DCC owed £249 for every person in city

LONDONDERRY’S local authority owed £26.9m at the end of March 2011 - a £2.8m year-on-year increase - and £249 for every child, woman and man living in the city.

Throughout Northern Ireland the amount of Local Government borrowing still outstanding at March 31, 2011, was £449m, a decrease of more than £9m from March 31, 2010.

Across the province Council borrowing was £248 per person based on population- a little less than the Londonderry average.

The figures are contained in the Northern Ireland Audit Office’s (NIAO) annual ‘Report by the Chief Local Government Auditor.’

The report shows that the local authority had managed to reduce the amount of days lost through sickness and absenteeism over the past number of years.

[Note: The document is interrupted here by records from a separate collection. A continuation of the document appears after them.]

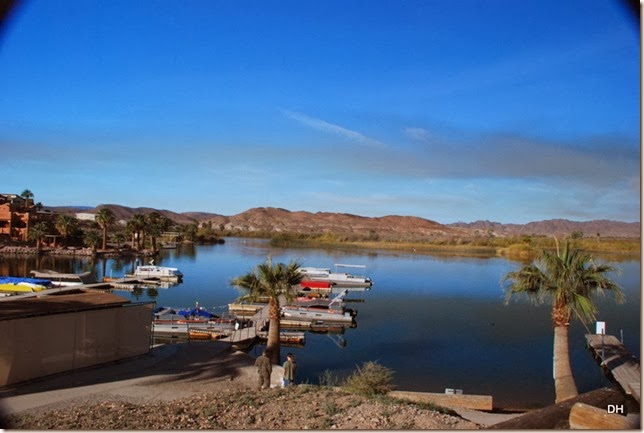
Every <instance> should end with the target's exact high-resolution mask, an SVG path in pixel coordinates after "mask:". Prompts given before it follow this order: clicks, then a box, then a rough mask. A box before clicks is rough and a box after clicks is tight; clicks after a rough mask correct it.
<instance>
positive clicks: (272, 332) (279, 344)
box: [266, 297, 280, 365]
mask: <svg viewBox="0 0 644 433" xmlns="http://www.w3.org/2000/svg"><path fill="white" fill-rule="evenodd" d="M268 312H269V317H270V325H269V327H268V341H267V342H266V351H267V352H268V357H269V359H270V360H271V363H272V364H275V365H279V363H280V305H279V300H277V299H275V298H273V297H271V298H270V300H269V302H268Z"/></svg>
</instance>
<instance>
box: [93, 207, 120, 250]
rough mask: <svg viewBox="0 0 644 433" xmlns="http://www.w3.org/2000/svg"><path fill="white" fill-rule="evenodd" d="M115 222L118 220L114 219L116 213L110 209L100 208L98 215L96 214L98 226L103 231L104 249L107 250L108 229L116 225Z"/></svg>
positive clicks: (107, 207)
mask: <svg viewBox="0 0 644 433" xmlns="http://www.w3.org/2000/svg"><path fill="white" fill-rule="evenodd" d="M115 220H116V218H115V217H114V213H113V212H112V210H111V209H110V208H108V207H102V208H100V209H99V210H98V213H97V214H96V222H97V223H98V225H99V226H100V227H101V229H102V230H103V247H102V249H106V248H107V229H108V228H109V227H110V226H111V225H112V224H114V221H115Z"/></svg>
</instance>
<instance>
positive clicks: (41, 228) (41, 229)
mask: <svg viewBox="0 0 644 433" xmlns="http://www.w3.org/2000/svg"><path fill="white" fill-rule="evenodd" d="M46 234H47V226H46V225H45V223H37V224H34V226H33V227H31V228H30V229H29V234H28V235H27V236H28V237H29V240H31V241H35V242H36V250H38V251H40V247H41V246H42V238H43V236H45V235H46Z"/></svg>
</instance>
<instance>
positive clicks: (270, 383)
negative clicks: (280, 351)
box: [255, 351, 273, 389]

In 2010/11 13 days per employee were lost at Derry City Council. This was down from 15 in 2009/10.

The local authority has also managed to increase the amount of invoices paid to suppliers within both a 30 day and 10 day limit between 2010/11 and 2011/12.

Sixty-nine per cent of increases were paid within 30 days last year, compared with 66 per cent in 2010/11.

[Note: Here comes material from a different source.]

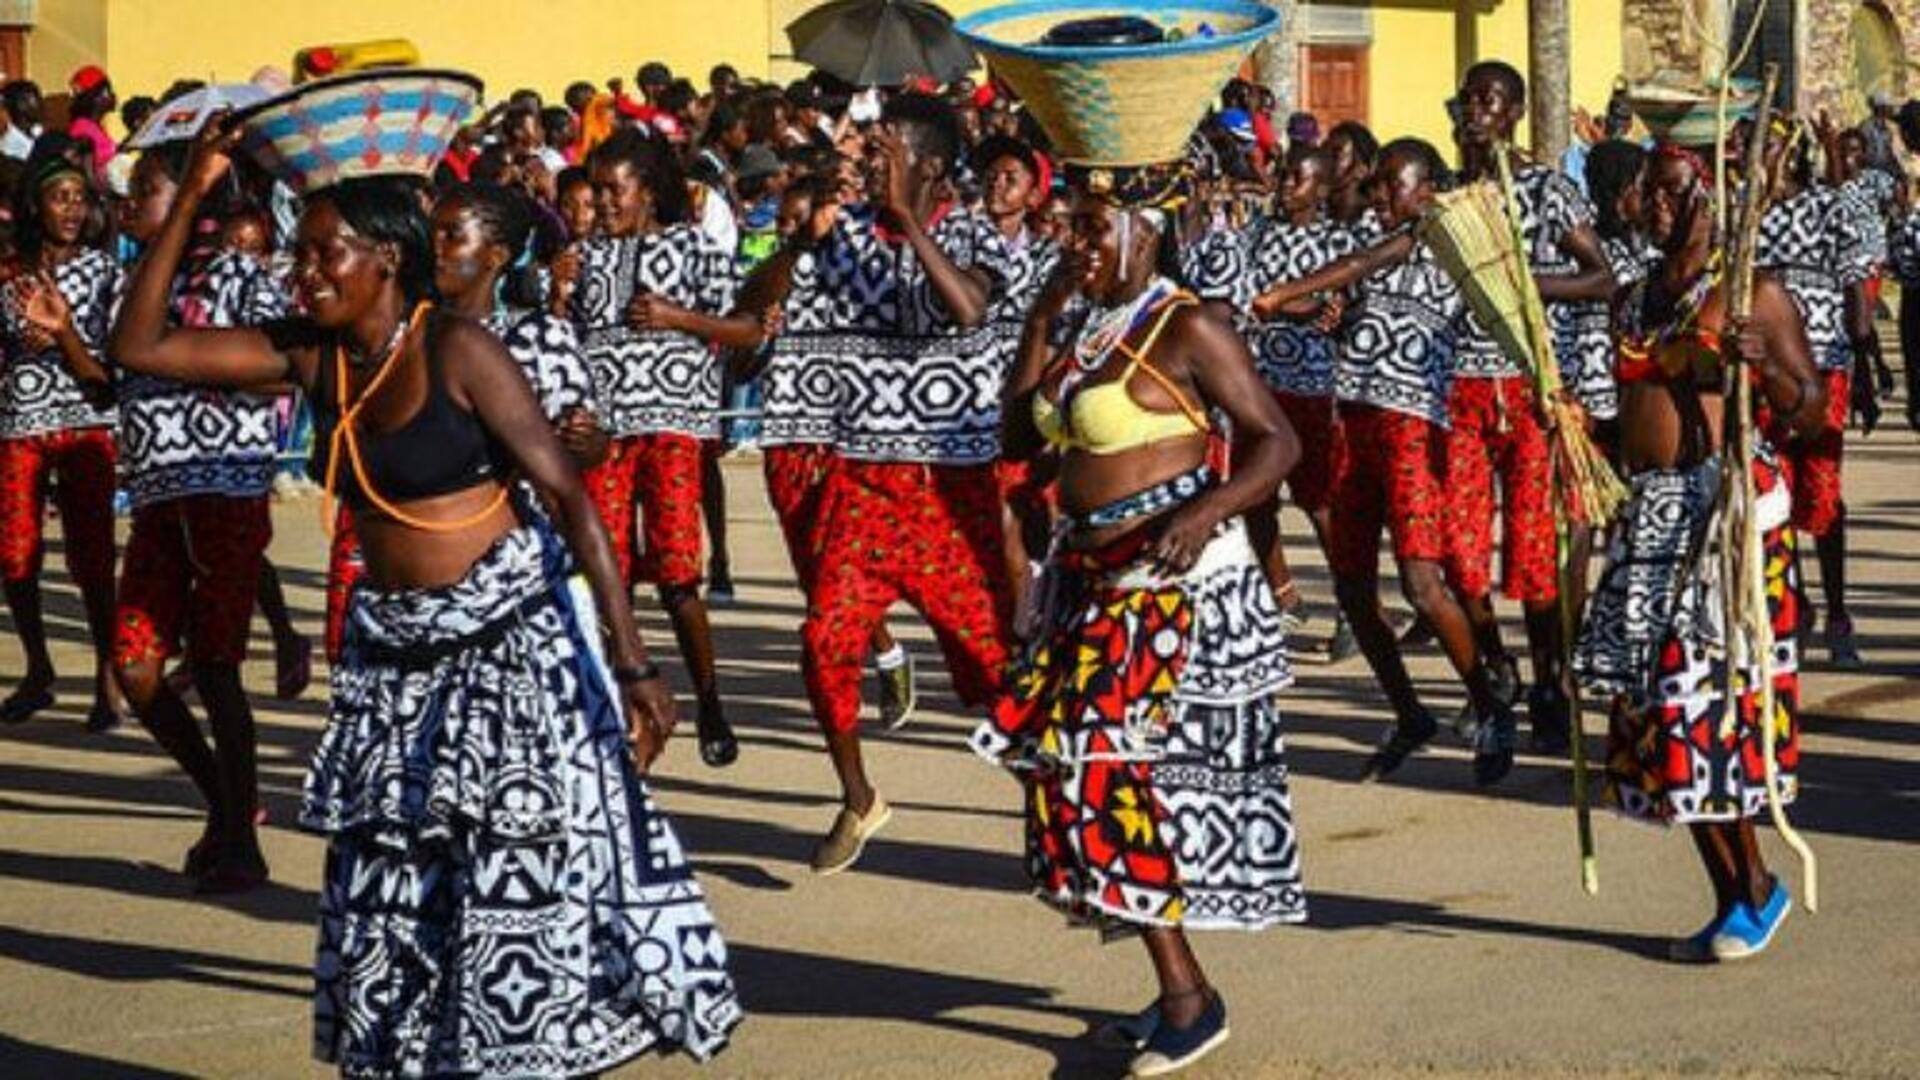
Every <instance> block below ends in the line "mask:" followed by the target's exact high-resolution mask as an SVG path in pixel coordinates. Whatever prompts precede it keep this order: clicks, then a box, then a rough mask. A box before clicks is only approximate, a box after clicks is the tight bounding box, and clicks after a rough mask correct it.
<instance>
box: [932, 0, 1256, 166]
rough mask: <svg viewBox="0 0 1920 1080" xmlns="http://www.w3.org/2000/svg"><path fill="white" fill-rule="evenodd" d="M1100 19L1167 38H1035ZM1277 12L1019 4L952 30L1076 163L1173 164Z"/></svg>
mask: <svg viewBox="0 0 1920 1080" xmlns="http://www.w3.org/2000/svg"><path fill="white" fill-rule="evenodd" d="M1108 15H1133V17H1140V19H1148V21H1152V23H1160V27H1162V29H1165V31H1167V37H1169V38H1177V40H1167V42H1162V44H1139V46H1048V44H1037V42H1039V40H1041V38H1043V37H1044V35H1046V31H1048V29H1052V27H1056V25H1060V23H1066V21H1073V19H1096V17H1108ZM1279 25H1281V13H1279V12H1275V10H1273V8H1267V6H1263V4H1252V2H1248V0H1133V2H1127V0H1121V2H1106V4H1102V2H1094V0H1064V2H1060V0H1025V2H1020V4H1004V6H998V8H987V10H983V12H975V13H972V15H966V17H964V19H958V21H956V23H954V29H958V31H960V35H962V37H966V40H968V42H970V44H972V46H973V48H975V50H977V52H979V54H981V56H983V58H985V60H987V67H989V69H991V71H993V75H996V77H1000V79H1002V81H1004V83H1006V85H1008V86H1012V88H1014V92H1016V94H1020V98H1021V102H1025V106H1027V108H1029V110H1031V111H1033V119H1037V121H1039V123H1041V127H1043V129H1046V135H1048V136H1050V138H1052V140H1054V152H1056V154H1058V156H1060V158H1062V160H1064V161H1071V163H1075V165H1148V163H1158V161H1173V160H1179V158H1181V156H1183V154H1185V150H1187V136H1188V135H1192V131H1194V129H1196V127H1200V121H1202V119H1204V117H1206V111H1208V108H1210V106H1212V104H1213V100H1215V98H1217V96H1219V90H1221V86H1225V85H1227V81H1229V79H1233V75H1235V71H1236V69H1238V67H1240V63H1244V61H1246V56H1248V54H1250V52H1252V50H1254V46H1256V44H1260V40H1261V38H1265V37H1267V35H1271V33H1273V31H1277V29H1279Z"/></svg>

Thirty-nine per cent of invoices were paid within 10 days, compared with 33 per cent in 2010/11.

The Chief Local Government Auditor Louise Mason today (Wednesday, December 2012) published her report on the exercise by local government auditors of their functions in the year up to March 2012.

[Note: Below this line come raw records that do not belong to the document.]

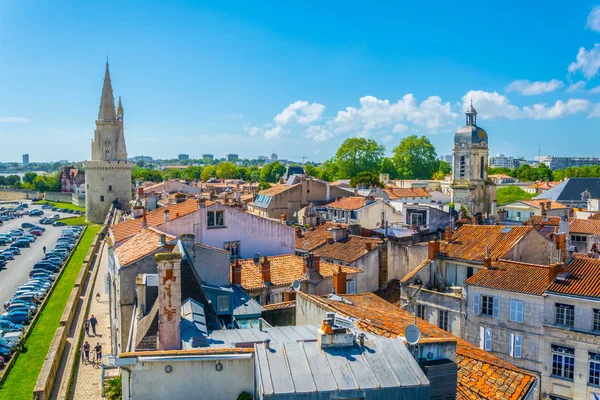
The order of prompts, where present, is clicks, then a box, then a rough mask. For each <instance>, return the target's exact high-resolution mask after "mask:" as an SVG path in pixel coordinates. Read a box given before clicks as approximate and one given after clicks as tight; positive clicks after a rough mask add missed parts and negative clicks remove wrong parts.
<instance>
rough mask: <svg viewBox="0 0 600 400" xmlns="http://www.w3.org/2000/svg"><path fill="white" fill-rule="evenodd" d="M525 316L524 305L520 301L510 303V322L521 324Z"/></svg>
mask: <svg viewBox="0 0 600 400" xmlns="http://www.w3.org/2000/svg"><path fill="white" fill-rule="evenodd" d="M524 314H525V303H524V302H523V301H521V300H511V301H510V320H511V321H512V322H519V323H523V317H524Z"/></svg>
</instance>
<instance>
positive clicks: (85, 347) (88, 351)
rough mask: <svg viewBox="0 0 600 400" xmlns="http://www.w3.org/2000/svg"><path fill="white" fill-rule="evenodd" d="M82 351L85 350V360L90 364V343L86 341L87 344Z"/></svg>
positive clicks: (84, 356)
mask: <svg viewBox="0 0 600 400" xmlns="http://www.w3.org/2000/svg"><path fill="white" fill-rule="evenodd" d="M81 349H82V350H83V355H84V357H85V360H87V362H90V344H89V343H88V341H87V340H86V341H85V343H84V344H83V347H82V348H81Z"/></svg>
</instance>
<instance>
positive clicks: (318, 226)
mask: <svg viewBox="0 0 600 400" xmlns="http://www.w3.org/2000/svg"><path fill="white" fill-rule="evenodd" d="M337 226H339V224H336V223H333V222H329V221H328V222H325V223H324V224H322V225H319V226H317V227H316V228H315V229H312V230H308V231H306V232H304V233H303V234H302V236H301V237H296V248H297V249H301V250H306V251H311V250H314V249H316V248H317V247H319V246H321V245H323V244H324V243H326V242H327V240H328V239H330V238H331V232H330V231H328V229H330V228H335V227H337Z"/></svg>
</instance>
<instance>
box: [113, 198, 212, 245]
mask: <svg viewBox="0 0 600 400" xmlns="http://www.w3.org/2000/svg"><path fill="white" fill-rule="evenodd" d="M212 204H214V201H206V206H207V207H208V206H210V205H212ZM197 209H198V202H197V201H196V200H195V199H187V200H186V201H183V202H181V203H179V204H170V205H168V206H166V207H162V208H157V209H156V210H153V211H150V212H149V213H147V214H146V220H147V221H148V226H149V227H150V226H158V225H160V224H163V223H164V218H165V217H164V212H165V210H169V221H172V220H174V219H177V218H179V217H183V216H184V215H187V214H190V213H193V212H194V211H196V210H197ZM110 230H111V232H112V234H113V236H114V238H115V243H118V242H120V241H122V240H124V239H126V238H128V237H129V236H132V235H135V234H136V233H138V232H140V231H141V230H142V219H141V218H135V219H127V220H125V221H123V222H120V223H118V224H115V225H113V226H111V227H110Z"/></svg>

She highlighted areas of strength and areas for improvement across a range of local Councils.

In terms of prompt payment of invoices, which has improved in Londonderry, Mrs Mason concluded: “Although prompt performance has generally improved, there are still areas where performance is far from satisfactory.”

She recommended: “Local Councils should review payment processes to ensure that the time taken to pay suppliers is minimised and the targets and guidance set by the Department of Environment (DoE) is followed.”

Better performance in this area has the potential to significantly improve cash flow for local firms providing services to Councils, she stated.

Absenteeism has also improved in Londonderry. For several years the Chief Local Government Auditor published a series of annual reports on absenteeism in Northern Ireland Councils, the most recent being for the 2009/10 year.

Mrs Mason has not prepared an annual report on absenteeism for 2010/11 but she has drawn attention to continuing improvements based on unaudited information supplied by Councils.

The Report reveals that nineteen Councils - including Londonderry - improved their performance and notes that continuing this trend is particularly important given the current economic environment.

The report asks Councillors and Officers of local government bodies to consider the matters outlined and review how their Council is approaching the issues.

The Chief Local Government Auditor considers this will assist organisations to improve upon future financial management and governance arrangements.